You're trying to enforce a policy without much introspection or feedback on why that policy is useful. That's your problem, not the employees' actions.
@mary57 What i find so funny about this is if the only way they know whether you were at the office was because of a badge swipe proves your job doesn't need to be done at the office.
@mary57 Mine does it from WiFi access logs, so they have a pretty good idea of when you're in and when you're out. That said, WFH is a firmly entrenched policy at this point, so afaik the data is only used to get an accurate measure of office utilisation for capacity planning etc.
Amazon tracks badge in and out, and knows exactly how long you've been there. Most of my coworkers were showing up around 11:45 and leaving around 12:30 after getting lunch together. The smart ones would swing by again after traffic to get a second badge so at least it looked like they were onsite all day.
As far as I know they aren't enforcing hours in the office just yet.

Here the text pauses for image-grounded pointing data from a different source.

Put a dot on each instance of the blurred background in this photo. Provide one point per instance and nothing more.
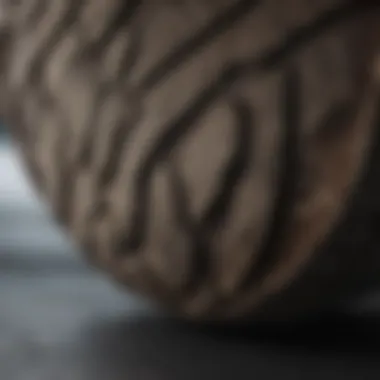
(61, 319)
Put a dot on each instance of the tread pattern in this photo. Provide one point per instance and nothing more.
(183, 142)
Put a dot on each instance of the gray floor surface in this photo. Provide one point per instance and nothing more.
(61, 320)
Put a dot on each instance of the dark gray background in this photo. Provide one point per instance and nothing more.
(61, 320)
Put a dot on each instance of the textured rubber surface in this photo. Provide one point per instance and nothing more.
(201, 152)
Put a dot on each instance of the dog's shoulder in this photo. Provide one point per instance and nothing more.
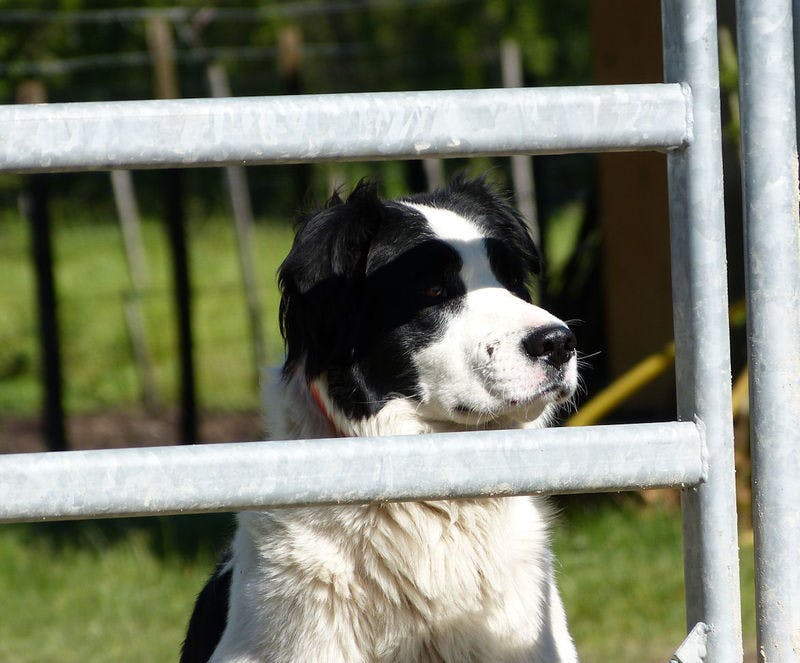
(210, 615)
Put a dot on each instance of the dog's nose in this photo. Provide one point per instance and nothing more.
(555, 344)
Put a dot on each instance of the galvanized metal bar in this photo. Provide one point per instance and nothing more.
(339, 127)
(229, 477)
(772, 238)
(700, 304)
(693, 648)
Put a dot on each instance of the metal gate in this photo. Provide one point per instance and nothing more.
(695, 453)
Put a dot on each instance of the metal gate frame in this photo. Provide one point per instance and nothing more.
(695, 453)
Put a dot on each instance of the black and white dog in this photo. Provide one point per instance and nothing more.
(402, 317)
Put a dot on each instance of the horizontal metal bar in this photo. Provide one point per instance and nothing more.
(341, 127)
(252, 475)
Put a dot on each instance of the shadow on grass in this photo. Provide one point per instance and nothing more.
(184, 537)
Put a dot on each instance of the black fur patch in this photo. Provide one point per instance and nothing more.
(209, 617)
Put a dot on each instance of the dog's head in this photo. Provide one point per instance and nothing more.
(424, 299)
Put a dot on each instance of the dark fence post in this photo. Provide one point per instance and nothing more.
(159, 33)
(34, 207)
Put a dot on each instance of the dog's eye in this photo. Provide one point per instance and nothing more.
(435, 291)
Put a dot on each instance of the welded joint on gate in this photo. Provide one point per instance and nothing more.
(705, 456)
(688, 137)
(693, 648)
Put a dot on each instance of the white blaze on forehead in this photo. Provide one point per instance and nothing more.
(448, 225)
(466, 238)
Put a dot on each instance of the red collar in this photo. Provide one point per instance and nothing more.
(315, 395)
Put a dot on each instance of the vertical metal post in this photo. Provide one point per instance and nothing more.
(701, 328)
(772, 238)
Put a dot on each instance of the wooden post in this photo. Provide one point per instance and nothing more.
(159, 37)
(128, 211)
(632, 191)
(243, 219)
(34, 206)
(521, 165)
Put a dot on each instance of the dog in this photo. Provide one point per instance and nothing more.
(402, 317)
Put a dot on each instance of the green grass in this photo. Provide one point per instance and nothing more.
(123, 590)
(92, 280)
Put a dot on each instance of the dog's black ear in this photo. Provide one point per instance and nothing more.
(317, 279)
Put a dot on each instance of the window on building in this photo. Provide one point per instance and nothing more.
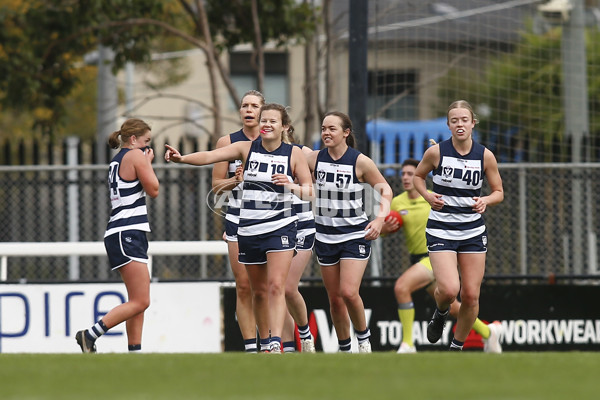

@aguest000 So what happens if a near totality of their employees are snubbing the requirement? Are they going to fire their entire workforce? At some point, businesses that keep trying to push this horseshit are going to have it backfire spectacularly.
@dinosaursareawsome I don’t think there will be a big “strike” scenario. More realistic is that these types of companies will bleed their best and brightest (and the employees they invested heaviest into to develop) until their business becomes so impacted that it ruins the business or the managers change their policy.
@aguest000 RTW enforcement is getting to be right up there with "family culture" as a massive red flag. Really makes it clear which companies have effective management.